Reading list: "Cryptonomicon" and "Anabasis"

The laying-down of the phone continues to bear fruit, except at my waistline which seems to be expanding in direct proportion to my distance from having a woobie smartphone.

First up, Neal Stephenson's tome Cryptonomicon.  While written in 2002, this epic work (1168 pages paperback, though I read the kindle edition) presaged much of headlines circa 2013:  Cryptography, the emergence of 'technocrats' who seem to be running the world, and the importance of finding one's humanity amid it all.

I don't say "epic" lightly.  This is a book set partially in World War II ("The Second Great 20th Century Struggle for Global Hegemony") and partially in "modern" times, circa turn of the 21st century, but told with a generally 3rd person limited perspective that I found maddening at times.  Like the underlying framework--the study of hidden messages and the breaking of the codes that hide those secrets--the novel reveals itself s-l-o-w-l-y, and sometimes it's challenging keep going.

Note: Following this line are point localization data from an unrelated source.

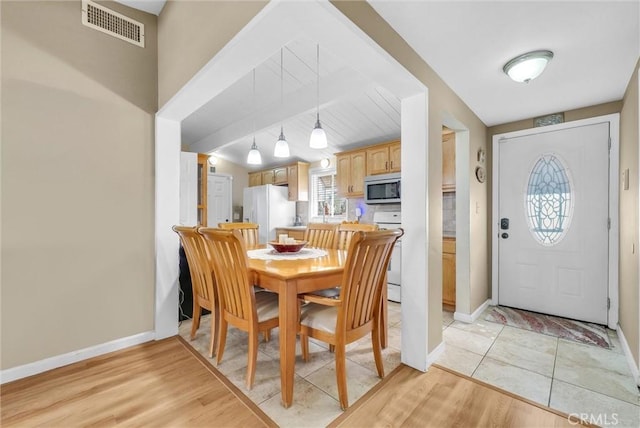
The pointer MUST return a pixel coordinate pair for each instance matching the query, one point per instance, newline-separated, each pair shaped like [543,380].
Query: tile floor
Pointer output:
[567,376]
[315,396]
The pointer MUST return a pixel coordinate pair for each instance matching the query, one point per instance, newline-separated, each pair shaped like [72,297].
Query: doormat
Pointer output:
[577,331]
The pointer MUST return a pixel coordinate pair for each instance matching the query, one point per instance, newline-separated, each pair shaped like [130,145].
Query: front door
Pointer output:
[553,199]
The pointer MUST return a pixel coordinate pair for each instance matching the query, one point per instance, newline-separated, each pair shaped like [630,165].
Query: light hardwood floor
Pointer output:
[157,384]
[443,398]
[166,383]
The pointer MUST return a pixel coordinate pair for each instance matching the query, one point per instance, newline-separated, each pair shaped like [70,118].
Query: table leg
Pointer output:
[288,308]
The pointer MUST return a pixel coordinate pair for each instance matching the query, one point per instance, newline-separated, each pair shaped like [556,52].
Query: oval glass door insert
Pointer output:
[549,200]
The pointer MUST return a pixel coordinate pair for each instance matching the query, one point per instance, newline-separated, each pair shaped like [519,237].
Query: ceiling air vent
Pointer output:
[102,19]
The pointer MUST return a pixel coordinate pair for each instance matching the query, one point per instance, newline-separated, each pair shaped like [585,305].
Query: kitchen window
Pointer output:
[324,203]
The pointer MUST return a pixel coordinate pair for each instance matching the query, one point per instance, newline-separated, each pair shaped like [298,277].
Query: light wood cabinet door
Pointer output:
[394,157]
[255,179]
[343,173]
[298,184]
[449,162]
[280,176]
[378,160]
[267,177]
[449,273]
[358,172]
[351,169]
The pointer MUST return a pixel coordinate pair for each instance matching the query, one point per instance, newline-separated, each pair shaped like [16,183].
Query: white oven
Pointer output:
[392,220]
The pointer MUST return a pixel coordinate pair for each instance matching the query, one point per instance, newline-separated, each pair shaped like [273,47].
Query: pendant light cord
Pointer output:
[254,107]
[281,86]
[318,80]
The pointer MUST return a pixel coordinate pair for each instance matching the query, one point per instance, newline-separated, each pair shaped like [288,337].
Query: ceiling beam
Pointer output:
[336,86]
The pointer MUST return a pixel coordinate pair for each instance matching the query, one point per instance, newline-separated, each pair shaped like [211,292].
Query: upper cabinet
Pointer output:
[448,160]
[383,158]
[351,168]
[295,176]
[255,178]
[277,176]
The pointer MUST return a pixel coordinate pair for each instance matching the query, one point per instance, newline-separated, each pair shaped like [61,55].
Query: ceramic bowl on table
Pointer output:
[289,247]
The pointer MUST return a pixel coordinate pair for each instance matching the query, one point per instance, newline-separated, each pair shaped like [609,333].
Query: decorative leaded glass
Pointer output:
[549,200]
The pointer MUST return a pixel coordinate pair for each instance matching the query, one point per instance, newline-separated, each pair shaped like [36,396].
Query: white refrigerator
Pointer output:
[268,205]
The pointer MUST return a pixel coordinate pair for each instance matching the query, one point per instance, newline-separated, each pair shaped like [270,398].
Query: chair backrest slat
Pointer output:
[202,279]
[364,277]
[229,256]
[321,235]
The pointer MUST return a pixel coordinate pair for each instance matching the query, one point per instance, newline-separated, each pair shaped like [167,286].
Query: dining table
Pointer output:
[289,275]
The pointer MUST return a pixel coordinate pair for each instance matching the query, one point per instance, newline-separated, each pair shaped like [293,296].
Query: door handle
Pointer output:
[504,223]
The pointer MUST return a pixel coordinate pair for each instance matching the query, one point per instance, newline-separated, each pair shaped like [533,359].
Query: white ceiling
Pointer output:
[595,43]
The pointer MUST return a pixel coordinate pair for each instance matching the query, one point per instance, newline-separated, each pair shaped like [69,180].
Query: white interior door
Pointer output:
[553,191]
[218,199]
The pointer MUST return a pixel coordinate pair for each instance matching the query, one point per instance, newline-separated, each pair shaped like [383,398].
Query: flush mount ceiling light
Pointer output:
[527,67]
[254,157]
[318,138]
[281,150]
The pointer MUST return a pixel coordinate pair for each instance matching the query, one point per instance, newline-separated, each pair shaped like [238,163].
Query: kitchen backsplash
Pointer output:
[449,213]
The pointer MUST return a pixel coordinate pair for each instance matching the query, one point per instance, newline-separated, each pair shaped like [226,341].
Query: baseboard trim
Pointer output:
[458,316]
[435,354]
[627,352]
[19,372]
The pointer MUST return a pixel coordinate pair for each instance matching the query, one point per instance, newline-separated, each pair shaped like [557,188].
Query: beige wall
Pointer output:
[629,278]
[190,33]
[570,115]
[77,181]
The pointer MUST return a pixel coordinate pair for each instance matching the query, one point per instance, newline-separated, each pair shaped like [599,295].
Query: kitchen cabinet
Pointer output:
[351,168]
[255,178]
[298,181]
[448,161]
[449,273]
[277,176]
[295,233]
[295,176]
[383,158]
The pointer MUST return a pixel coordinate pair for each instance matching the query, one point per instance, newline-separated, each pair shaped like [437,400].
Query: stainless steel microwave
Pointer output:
[382,189]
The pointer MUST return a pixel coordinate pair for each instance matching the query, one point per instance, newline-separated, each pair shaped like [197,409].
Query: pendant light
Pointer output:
[318,138]
[254,157]
[281,150]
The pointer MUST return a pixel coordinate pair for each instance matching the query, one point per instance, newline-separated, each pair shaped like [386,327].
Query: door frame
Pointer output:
[614,165]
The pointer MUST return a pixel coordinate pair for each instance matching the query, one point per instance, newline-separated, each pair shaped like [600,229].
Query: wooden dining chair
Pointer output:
[202,281]
[321,235]
[249,231]
[240,305]
[346,230]
[356,312]
[341,241]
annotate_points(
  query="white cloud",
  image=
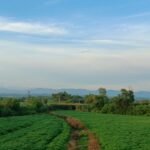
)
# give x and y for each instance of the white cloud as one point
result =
(142, 14)
(31, 28)
(35, 65)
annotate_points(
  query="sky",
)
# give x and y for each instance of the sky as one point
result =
(75, 44)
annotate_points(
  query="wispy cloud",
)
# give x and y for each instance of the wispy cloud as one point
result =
(50, 2)
(138, 15)
(31, 28)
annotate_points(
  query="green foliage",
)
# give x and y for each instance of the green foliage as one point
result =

Which brings us to either the main complaint or the main thing that makes this book awesome:  The math and computer science part of it.   Being on the other side of it, I have no idea how someone without a math/CS education even understands the book.  At the very ass-end of my algorithms class at in college, we got to play with cryptography and cryptanalysis and so I understood most of what Stephenson was talking about, but I've no idea how a good 10% of the book doesn't sound like this:


With similar results for the reader.

That being said, the central character, Randy Waterhouse, is the epitome of a Gen-X American:  Heir to a supreme legacy from his grandfather, Lawrence, a central figure in the development of the digital computer, Randy's basically an underperforming, henpecked itinerant who we meet after he's finally had it with his common law wife's intelligensia cronies.   He joins his tall-drink-of-water business partner Avi in another lucrative business venture, hidden behind 2048-bit RSA public/private keys and secure email servers.  Randy is something of an amazing protagonist, because he learns as we learn, informed by hidden information thought lost to the War and time, resurrected by an unsanitary number of deus ex machina.

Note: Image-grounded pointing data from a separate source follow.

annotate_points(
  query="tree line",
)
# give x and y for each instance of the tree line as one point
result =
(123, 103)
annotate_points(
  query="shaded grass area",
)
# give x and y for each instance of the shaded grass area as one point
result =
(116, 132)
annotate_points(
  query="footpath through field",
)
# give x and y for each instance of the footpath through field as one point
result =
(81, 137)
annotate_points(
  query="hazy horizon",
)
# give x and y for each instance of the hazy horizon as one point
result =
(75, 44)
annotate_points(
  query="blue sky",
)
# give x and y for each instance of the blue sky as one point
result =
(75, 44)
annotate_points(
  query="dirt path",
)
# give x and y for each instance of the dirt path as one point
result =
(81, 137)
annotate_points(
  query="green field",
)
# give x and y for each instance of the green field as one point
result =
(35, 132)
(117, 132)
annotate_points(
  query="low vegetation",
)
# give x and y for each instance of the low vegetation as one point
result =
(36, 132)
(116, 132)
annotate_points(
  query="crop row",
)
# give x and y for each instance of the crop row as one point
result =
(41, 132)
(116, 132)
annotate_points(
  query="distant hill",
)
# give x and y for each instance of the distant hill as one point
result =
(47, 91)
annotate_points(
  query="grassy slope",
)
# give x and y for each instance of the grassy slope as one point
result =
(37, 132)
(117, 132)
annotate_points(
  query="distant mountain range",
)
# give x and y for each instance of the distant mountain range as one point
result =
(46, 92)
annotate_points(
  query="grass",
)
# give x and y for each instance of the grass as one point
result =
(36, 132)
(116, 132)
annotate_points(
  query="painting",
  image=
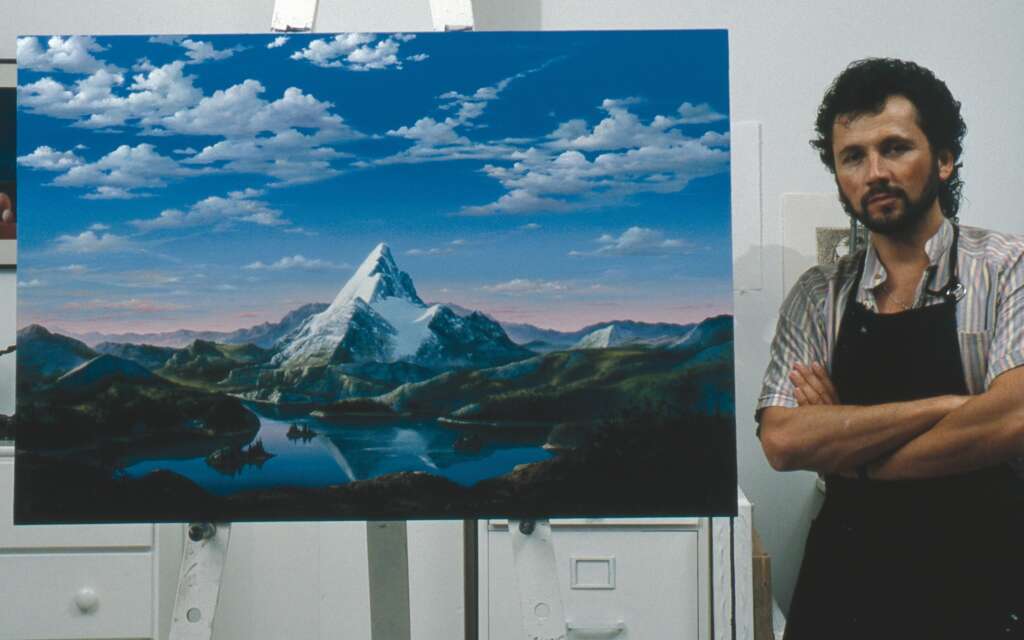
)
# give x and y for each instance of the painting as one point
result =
(374, 276)
(8, 196)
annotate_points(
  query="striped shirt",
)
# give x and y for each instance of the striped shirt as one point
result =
(989, 317)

It's not that Stephenson's lazy.  For heaven's sake, he had Bruce Schneier develop a new encryption algorithm and he put a PERL script of the algorithm in the book.  At one point, he did an incredibly elegant description relative prime number recurrence using a bicycle chain.  This guy has Stephen Hawking-like gift for metaphor, truly.   Instead, we have layer-upon-layer of characters and idiosyncracies (remember: EPIC), and tying it all up just wasn't very satisfying.   The ending was so abrupt and the central antagonist in the modern part of the story so flat and unbelievable, I had to re-read a couple of passages twice to see after all that prose he'd really tied-up the plot like that.

Perhaps the commentary is simply: Sometimes, life is abrupt and you just have to deal.

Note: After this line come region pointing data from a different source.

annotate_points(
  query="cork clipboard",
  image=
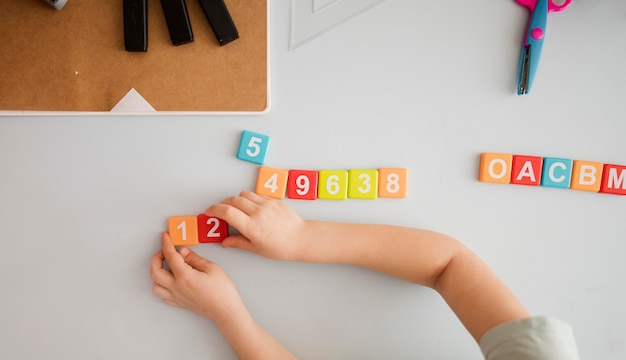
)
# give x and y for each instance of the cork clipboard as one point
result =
(74, 59)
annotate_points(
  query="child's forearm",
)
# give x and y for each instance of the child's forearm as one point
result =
(414, 255)
(249, 340)
(476, 295)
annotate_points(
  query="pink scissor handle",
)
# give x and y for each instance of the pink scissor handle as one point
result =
(530, 4)
(553, 7)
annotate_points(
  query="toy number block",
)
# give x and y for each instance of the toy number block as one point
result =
(495, 168)
(614, 180)
(211, 229)
(392, 183)
(302, 184)
(526, 170)
(363, 184)
(556, 173)
(183, 230)
(272, 182)
(333, 185)
(586, 176)
(253, 147)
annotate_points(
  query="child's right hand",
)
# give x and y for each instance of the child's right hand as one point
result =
(267, 226)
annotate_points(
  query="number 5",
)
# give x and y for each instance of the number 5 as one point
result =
(253, 146)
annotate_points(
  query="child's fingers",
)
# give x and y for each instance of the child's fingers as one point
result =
(157, 273)
(172, 303)
(243, 204)
(173, 258)
(254, 197)
(239, 242)
(196, 261)
(160, 291)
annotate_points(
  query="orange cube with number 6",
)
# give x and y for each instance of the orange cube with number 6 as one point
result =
(392, 183)
(183, 230)
(271, 182)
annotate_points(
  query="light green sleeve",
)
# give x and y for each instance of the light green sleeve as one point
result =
(535, 338)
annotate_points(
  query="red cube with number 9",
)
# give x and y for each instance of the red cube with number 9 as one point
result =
(211, 229)
(302, 184)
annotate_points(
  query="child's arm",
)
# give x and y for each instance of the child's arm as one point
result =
(271, 229)
(201, 286)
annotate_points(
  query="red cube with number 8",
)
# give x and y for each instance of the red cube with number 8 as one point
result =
(302, 184)
(211, 229)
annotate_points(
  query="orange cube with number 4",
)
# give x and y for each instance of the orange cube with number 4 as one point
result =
(392, 183)
(183, 230)
(271, 182)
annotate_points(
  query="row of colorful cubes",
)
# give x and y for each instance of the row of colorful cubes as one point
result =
(553, 172)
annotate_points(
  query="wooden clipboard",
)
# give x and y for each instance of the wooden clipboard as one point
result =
(74, 59)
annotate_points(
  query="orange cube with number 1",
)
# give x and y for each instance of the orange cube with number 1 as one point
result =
(183, 230)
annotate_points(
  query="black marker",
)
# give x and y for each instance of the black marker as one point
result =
(220, 20)
(177, 21)
(135, 25)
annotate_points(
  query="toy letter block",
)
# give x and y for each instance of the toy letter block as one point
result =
(333, 185)
(183, 230)
(526, 170)
(253, 147)
(495, 168)
(392, 183)
(211, 229)
(271, 182)
(302, 184)
(556, 173)
(586, 176)
(363, 184)
(614, 180)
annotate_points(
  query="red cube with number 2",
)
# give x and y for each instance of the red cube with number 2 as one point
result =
(211, 229)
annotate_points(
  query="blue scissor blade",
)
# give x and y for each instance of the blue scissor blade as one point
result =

Hidden within is a gem of a WW2 narrative, with appearances by Alan Turing, Douglas MacArthur, and a theatre of the war that's often misrepresented--the Philippines.  Also, there's the underpinnings of our modern world here:  Turing's development of the digital computer.    

TL;DR:   Good book.  Glad I read it.  Have no idea how 95% of people would understand it.

* * *

Xenophon's Anabasis

Quite simply, this is one of the first "histories" worthy of the name, told in the 3rd person with an eye for accuracy.   Xenophon, here, is a soldier elevated to leadership after his mercenary army is defeated and the nominal generals are all slaughtered when he and his crew are over a thousand miles from home and they're ordered to lay down their arms.

What would you do?   Lay down and die?   Neither did they.

Let's get this out of the way:  This "book" was written 2400 years ago, and aside from some stylistic issues, one could imagine Patton, Rommel, or Napoleon penning it.    The descriptions are slavishly chronological and vivid;  Xenophon elides little.  One wishes he'd elide the speeches made in camp to rally the troops, but the dialogue there gives roundness to the supporting cast of Greek hoplites, who were ordinary soldiers, not Homeric heroes.  They fought, they bled, and over a thousand of them didn't make the return trip.   However, they were admirably rational, at least in Xenophon's account, and they generally did the right thing even in the face of hopeless situation after situation.  

Taken another way:  This thing is like the Odyssey, but with 11 out of 12 of the original ships making it back to Ithaca, ahead of schedule.  Xenophon knew how to run a project.

I'm glad to have read it, but I resorted to skimming much in the last 25%.  Again, this is a history, not a novel, so he has to give the same weight chronologically to what happens after it becomes apparent the army is going to survive.  The middle 50%, however, is gripping, with descriptions of tactics and "the fog of war" and how to deal with leadership and motivation.